Aber irgendwann blieben die Trinkflaschen, die ich morgens für die Schule fertig machte, immer öfter in der Küche stehen. Stattdessen fand ich immer öfter leere Plastikflaschen und Getränkekartons im Müll.  Der Eistee hielt Einzug.

Grässlicher, süßer, chemischer Eistee. Bah. Geschmacksverstärker und Chemie. Umweltmüll, Plastik im Meer, Energieverbrauch für nichts uns wieder nichts.

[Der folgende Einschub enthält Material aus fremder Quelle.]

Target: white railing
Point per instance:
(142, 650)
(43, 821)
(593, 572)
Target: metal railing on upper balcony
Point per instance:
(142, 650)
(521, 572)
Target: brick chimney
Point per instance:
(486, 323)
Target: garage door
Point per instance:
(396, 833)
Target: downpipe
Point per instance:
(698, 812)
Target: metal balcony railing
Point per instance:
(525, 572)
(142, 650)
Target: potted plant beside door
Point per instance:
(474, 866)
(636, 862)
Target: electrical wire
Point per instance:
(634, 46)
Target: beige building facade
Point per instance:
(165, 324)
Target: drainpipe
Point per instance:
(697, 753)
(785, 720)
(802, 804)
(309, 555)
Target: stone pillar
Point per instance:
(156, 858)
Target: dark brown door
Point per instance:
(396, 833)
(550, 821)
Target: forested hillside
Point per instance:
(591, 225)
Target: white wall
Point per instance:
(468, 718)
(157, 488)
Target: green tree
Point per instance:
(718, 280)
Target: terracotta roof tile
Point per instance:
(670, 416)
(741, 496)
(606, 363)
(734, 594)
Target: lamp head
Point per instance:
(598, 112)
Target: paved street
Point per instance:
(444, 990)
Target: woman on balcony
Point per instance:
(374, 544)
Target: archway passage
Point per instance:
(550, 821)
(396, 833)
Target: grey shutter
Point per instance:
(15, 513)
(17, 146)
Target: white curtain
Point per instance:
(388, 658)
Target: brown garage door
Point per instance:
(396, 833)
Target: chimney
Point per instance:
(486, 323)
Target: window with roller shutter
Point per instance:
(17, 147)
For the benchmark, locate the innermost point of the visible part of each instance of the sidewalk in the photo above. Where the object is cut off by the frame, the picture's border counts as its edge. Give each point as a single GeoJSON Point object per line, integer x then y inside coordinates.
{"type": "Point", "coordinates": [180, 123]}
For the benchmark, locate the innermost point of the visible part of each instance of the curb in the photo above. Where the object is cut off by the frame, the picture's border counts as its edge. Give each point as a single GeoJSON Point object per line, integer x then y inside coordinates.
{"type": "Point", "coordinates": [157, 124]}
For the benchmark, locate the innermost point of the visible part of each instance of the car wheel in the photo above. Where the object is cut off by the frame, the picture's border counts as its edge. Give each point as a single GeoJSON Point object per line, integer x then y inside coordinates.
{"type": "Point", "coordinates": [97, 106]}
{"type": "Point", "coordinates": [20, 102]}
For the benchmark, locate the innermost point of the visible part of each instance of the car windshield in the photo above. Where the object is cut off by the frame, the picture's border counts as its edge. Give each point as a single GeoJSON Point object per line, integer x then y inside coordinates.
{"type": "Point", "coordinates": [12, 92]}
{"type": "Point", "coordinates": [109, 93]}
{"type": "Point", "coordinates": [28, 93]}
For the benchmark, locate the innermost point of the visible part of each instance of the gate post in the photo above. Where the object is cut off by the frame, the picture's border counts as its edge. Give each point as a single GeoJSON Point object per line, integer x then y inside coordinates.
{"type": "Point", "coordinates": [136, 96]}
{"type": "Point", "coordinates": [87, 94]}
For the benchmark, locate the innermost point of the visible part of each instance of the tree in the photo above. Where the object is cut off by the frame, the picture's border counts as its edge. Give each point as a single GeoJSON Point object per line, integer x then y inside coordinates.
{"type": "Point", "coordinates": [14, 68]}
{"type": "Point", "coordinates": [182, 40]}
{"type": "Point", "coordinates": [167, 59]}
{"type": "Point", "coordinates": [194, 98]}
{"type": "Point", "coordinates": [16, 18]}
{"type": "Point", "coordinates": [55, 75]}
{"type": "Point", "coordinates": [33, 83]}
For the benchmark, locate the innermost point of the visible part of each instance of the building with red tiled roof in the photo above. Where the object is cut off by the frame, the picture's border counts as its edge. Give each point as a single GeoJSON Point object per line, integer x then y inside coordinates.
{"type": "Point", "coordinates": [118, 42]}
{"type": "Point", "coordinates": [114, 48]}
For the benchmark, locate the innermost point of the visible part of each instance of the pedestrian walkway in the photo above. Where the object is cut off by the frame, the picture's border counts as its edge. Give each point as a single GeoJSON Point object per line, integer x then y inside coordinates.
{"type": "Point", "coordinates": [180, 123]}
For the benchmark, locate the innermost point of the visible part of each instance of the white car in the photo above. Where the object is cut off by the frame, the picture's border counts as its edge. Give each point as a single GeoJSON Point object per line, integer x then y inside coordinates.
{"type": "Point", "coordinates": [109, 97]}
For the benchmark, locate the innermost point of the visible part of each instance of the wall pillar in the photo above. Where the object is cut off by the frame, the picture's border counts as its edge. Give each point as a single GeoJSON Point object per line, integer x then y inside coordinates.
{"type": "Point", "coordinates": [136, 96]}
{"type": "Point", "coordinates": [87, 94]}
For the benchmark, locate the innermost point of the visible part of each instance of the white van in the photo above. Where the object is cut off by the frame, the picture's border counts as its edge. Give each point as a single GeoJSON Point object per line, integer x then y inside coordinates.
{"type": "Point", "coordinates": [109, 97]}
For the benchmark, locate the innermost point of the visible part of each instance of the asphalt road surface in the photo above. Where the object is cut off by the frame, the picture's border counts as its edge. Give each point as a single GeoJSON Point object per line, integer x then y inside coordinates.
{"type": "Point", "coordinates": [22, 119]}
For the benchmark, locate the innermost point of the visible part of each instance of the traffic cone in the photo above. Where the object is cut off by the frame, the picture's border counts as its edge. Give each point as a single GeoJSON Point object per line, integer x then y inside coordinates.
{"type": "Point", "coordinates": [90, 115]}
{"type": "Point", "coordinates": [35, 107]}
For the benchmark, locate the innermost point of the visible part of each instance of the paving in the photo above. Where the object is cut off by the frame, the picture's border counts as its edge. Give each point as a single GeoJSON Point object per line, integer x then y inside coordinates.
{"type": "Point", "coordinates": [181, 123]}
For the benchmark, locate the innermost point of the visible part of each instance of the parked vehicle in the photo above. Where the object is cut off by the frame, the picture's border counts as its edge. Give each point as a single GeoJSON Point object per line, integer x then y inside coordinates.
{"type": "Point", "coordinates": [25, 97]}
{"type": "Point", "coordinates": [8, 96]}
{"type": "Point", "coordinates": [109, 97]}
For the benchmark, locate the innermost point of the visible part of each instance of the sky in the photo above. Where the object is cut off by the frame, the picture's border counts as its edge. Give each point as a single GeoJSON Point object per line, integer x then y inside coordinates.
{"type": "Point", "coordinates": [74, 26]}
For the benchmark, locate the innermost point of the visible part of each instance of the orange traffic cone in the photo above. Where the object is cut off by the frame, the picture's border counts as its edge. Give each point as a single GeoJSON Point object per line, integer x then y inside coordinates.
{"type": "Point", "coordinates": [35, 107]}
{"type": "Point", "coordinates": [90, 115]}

Müll in den Mägen meiner Kinder, Müll in  meiner Küche!  Furchtbar.

Aber gegen kapitalistisches Marketing und den Coolnessfaktor der Clique hatte ich keine Chance. Wer Taschengeld hat, ist autonom. Außerdem hörte ich die klugen Kinder immer öfter fragen: "Papa, gehen wir einkaufen?"

Eine Weile leistete ich noch Widerstand. Erzählte vom Regenwald und von Plastikbergen im Meer. Suchte die Packungen nach Inhaltsstoffen ab, versuchte ein Rezept daraus, füllte handmade Eistee morgens ab. Sogar Zucker rührte ich in meine Verzweiflung hinein.

Nichts half: Die Flaschen blieben stehen. je weiter die Pubertät voranschritt, desto mehr brach mein Widerstand ein. Nur bei Dosen bleib ich eisern: die haben in meinem Kühlschrank nichts zu suchen. Wer Dosen kauft, muss selber kühlen.

Irgendwann gewöhnte ich mich an meine krachende Niederlage. Mein Herz schmerzte nicht mehr ganz so sehr, wenn es auf  Eisteemüll im Eimer stieß. Ich fand mich ab.

Bis vor ein paar Wochen im Vorbeigehen ein kleines Büchlein mich anlächelte. Happy Water stand da. Glückliches Wasser. Wie kann Wasser glücklich sein, fragte ich mich noch, da blätterte ich schon: weißer Tee mit frischen Pfirsichen, frische Orangen, frischer Rosmarin und Schwarztee, Limette, Ingwer und Zitrone - Seite um Seite strahlen mich glückliche Wässerchen in Einmachgläsern, eleganten Karaffen - oder, meine Augen wurden groß, in Wasserspendern an.

Jetzt gab ich Geld aus. Kaufte Wasserspender und Wasserbuch. Experimentierte. Füllte die Experimente in den Spender.

Dann füllte sich mein Herz mit den Reaktionen. "Boah, wie cool ist das denn? Hmm- lecker!" Mein Mann packte den Getränkespender in den Kühlschrank. Ich höre die Kühlschranktür oft gehen.

Glückliches Wasser, glückliche Mutter: "Mama, in der WG ist ein großer Kühlschrank. Kann ich das Teil mitnehmen?"